Ce nouveau contexte permet à l’iran d’adopter une attitude plus provocatrice. Entre 2012 et 2013, l’iran a doublé le nombre de ses centrifugeuses, qui est passé d’un peu moins de 10 000 à près de 20 000. Auparavant, le programme nucléaire avait connu une croissance plus lente. Le soutien tacite des non-alignés et de nombreux autres États tient au fait que l’iran a été en mesure de tirer parti des préoccupations généralisées concernant l’équité sur la scène internationale.
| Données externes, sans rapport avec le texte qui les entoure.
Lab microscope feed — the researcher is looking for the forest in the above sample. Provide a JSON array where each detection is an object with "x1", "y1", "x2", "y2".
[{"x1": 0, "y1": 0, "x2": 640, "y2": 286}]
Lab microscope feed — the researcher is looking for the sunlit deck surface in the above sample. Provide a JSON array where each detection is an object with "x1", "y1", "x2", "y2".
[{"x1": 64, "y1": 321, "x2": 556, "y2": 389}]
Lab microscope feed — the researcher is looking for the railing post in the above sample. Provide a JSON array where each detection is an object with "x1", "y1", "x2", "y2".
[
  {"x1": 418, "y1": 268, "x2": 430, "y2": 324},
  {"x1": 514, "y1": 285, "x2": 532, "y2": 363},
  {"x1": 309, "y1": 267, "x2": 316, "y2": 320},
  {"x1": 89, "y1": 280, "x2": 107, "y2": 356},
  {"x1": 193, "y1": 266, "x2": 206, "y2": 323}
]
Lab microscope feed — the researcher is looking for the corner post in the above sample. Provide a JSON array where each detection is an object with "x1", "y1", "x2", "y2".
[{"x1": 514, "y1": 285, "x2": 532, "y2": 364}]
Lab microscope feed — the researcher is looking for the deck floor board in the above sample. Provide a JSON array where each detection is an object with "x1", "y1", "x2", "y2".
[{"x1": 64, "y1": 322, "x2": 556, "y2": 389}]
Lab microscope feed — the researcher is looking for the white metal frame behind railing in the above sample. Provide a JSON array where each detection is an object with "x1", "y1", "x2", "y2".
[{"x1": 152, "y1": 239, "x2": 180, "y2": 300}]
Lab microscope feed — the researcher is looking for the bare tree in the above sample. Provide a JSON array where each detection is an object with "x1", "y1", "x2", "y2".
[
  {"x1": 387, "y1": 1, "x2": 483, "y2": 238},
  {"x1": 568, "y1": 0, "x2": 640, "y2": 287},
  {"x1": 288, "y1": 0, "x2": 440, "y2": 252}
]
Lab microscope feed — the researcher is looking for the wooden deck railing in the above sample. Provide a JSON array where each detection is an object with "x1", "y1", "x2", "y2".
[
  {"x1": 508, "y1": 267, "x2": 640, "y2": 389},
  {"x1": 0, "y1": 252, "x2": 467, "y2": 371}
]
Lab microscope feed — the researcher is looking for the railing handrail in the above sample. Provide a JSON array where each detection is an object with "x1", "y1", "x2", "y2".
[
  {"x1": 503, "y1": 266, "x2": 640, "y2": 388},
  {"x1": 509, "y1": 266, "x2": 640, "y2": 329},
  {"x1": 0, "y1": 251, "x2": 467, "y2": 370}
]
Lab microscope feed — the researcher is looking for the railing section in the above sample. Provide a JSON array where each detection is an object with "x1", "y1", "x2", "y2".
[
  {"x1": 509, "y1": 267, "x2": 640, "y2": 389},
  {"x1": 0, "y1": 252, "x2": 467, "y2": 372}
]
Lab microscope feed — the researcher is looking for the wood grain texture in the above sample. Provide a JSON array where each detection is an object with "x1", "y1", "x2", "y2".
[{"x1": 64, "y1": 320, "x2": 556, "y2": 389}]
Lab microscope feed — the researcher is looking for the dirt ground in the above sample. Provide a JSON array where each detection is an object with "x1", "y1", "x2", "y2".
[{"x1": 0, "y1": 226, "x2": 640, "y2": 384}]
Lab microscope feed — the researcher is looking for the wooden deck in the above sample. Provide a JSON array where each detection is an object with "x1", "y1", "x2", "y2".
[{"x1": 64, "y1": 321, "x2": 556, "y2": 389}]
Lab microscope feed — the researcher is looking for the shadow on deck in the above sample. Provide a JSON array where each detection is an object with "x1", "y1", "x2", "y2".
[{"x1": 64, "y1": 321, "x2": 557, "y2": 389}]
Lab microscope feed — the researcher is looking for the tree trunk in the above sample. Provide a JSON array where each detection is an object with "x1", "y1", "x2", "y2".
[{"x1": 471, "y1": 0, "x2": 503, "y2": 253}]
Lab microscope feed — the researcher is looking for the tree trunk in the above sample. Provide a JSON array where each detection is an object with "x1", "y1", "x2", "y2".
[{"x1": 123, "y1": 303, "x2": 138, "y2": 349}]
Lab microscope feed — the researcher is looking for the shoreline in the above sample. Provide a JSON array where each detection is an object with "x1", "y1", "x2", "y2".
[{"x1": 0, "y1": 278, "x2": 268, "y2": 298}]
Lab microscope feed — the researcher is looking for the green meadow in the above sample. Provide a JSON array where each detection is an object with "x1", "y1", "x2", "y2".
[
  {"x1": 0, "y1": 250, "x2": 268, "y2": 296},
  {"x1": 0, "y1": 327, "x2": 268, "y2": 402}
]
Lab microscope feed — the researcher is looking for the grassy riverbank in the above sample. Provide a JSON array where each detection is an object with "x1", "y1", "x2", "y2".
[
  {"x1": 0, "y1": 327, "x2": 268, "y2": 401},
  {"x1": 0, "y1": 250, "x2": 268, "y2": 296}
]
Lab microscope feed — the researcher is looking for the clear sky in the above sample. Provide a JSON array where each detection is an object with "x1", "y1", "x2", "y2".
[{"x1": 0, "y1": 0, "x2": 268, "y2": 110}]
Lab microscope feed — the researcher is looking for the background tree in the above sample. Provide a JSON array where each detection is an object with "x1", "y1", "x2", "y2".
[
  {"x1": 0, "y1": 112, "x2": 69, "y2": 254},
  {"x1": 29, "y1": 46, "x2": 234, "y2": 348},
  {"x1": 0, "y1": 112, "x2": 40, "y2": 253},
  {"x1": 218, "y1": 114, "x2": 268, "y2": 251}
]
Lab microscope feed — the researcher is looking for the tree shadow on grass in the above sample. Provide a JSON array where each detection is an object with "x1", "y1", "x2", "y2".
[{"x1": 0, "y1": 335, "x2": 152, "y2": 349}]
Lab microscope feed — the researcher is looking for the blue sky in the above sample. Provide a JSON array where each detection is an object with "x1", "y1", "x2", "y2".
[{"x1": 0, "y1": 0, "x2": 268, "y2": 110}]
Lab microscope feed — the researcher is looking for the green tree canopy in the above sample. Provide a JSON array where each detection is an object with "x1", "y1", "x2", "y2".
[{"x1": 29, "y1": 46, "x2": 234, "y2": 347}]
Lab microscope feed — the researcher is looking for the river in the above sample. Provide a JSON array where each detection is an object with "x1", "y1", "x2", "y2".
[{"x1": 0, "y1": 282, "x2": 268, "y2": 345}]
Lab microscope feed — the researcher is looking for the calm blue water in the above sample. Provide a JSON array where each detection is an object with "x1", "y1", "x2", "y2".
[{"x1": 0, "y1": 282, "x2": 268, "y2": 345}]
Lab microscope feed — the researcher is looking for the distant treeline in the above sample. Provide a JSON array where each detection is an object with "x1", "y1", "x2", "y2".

Les membres du Mouvement des non-alignés partagent les inquiétudes de l’iran au sujet des « inégalités nucléaires » et sont donc disposés à le soutenir contre les grandes puissances lors de déclarations au Conseil des gouverneurs de L’AIEA, à l’assemblée générale des Nations unies et lors des sommets concernant le TNP. Le soutien des non-alignés et de nombreux autres États a permis à l’iran de résister à la pression internationale exercée pour mettre fin à son programme nucléaire. Pour rendre possible l’accord de 2015, l’administration Obama a dû suspendre les sanctions et abandonner la politique des États-unis consistant à refuser à l’iran toute capacité d’enrichissement d’uranium. En retour, il a consenti à limiter son programme nucléaire et à accepter temporairement la mise en oeuvre du protocole additionnel de L’AIEA.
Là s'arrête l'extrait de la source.